The Yorkshire Trust contributes towards a complex of 43 flats and bungalows offering sheltered accommodation in Guiseley. It has a long waiting list, with potential residents waiting 10 years prior to entry. The complex was valued at nearly £5 million in 2005.

In 2001, £100,000 was donated by his trust to fund work at the Frank Parkinson Tissue Engineering Laboratory at Leeds University. In 2004 the trust donated £223,000 to Wharfedale hospital in order that it could purchase a new fluoroscopy suite. In addition, there are many other smaller donations made annually.

The Frank Parkinson Agricultural Trust Deed dated 4 May 1943, has as its principal objective the improvement and welfare of British agriculture.

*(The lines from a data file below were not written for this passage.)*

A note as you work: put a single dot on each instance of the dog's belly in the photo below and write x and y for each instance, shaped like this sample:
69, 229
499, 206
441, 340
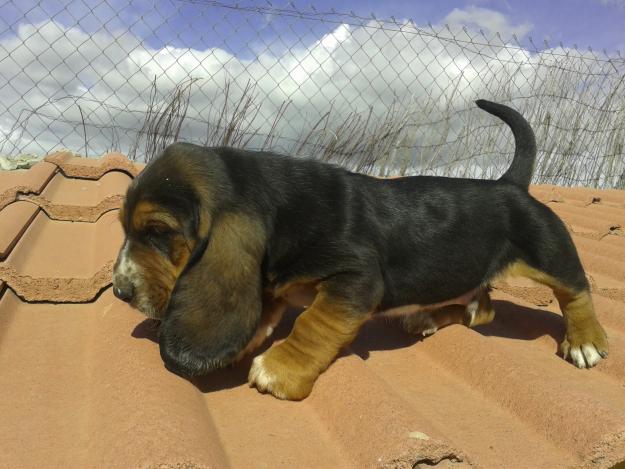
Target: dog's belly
302, 296
462, 300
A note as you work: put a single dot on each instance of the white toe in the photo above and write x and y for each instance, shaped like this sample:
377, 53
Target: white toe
258, 374
577, 357
591, 354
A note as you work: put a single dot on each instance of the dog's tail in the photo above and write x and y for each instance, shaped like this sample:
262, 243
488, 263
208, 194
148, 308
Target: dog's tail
522, 167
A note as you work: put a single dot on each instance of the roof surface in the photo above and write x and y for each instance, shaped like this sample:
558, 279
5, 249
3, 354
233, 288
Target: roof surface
82, 383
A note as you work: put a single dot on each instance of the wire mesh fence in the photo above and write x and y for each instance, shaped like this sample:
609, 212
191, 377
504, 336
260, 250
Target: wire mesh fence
383, 96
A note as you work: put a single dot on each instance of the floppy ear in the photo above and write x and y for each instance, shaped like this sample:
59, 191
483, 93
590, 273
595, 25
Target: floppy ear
216, 304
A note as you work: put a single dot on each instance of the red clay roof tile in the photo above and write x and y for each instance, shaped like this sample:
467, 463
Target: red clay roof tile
90, 168
86, 382
14, 219
81, 199
63, 261
28, 181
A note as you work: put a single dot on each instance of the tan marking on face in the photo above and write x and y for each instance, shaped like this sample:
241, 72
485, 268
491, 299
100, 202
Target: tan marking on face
147, 214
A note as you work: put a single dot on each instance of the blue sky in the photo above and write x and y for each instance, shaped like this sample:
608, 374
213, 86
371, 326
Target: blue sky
194, 23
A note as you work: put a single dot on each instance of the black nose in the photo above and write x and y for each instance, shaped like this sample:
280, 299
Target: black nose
124, 293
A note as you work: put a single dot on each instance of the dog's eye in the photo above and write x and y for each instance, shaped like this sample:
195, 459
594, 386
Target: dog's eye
158, 231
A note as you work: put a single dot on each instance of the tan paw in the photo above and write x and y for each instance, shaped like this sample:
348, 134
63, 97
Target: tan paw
419, 324
278, 373
585, 348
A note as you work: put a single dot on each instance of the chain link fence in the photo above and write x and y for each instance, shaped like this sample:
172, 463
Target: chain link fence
383, 96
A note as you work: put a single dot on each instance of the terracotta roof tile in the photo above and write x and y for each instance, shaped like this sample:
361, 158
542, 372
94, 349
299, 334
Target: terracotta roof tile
81, 199
14, 219
63, 261
86, 382
28, 181
90, 168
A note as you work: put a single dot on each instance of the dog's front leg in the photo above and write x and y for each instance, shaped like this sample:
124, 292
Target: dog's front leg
289, 370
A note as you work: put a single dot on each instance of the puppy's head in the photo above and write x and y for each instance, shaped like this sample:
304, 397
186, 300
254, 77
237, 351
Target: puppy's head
216, 306
165, 217
191, 259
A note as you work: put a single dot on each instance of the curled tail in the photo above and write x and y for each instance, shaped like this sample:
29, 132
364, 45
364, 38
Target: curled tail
522, 167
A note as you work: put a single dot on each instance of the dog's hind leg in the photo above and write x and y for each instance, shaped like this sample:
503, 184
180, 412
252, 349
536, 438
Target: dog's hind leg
549, 257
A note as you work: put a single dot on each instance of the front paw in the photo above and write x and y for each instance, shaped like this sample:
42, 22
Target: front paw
279, 372
585, 347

The managers of this fund try to produce an income of £50,000 annually and helped to fund the new library at Harper Adams University College.

There are two roads named after him: Frank Parkinson Court in Guiseley (the location of the alms houses) and Parkinson Drive (the location of the former Crompton Parkinson factory). There is also a centre at Hartpury College which bears his name.

The student halls of residence at Seale-Hayne Agricultural College also bear his name (Frank Parkinson Hall). They are now a part of Hannahs at Seale-Hayne operated by The Dame Hannah Rogers Trust.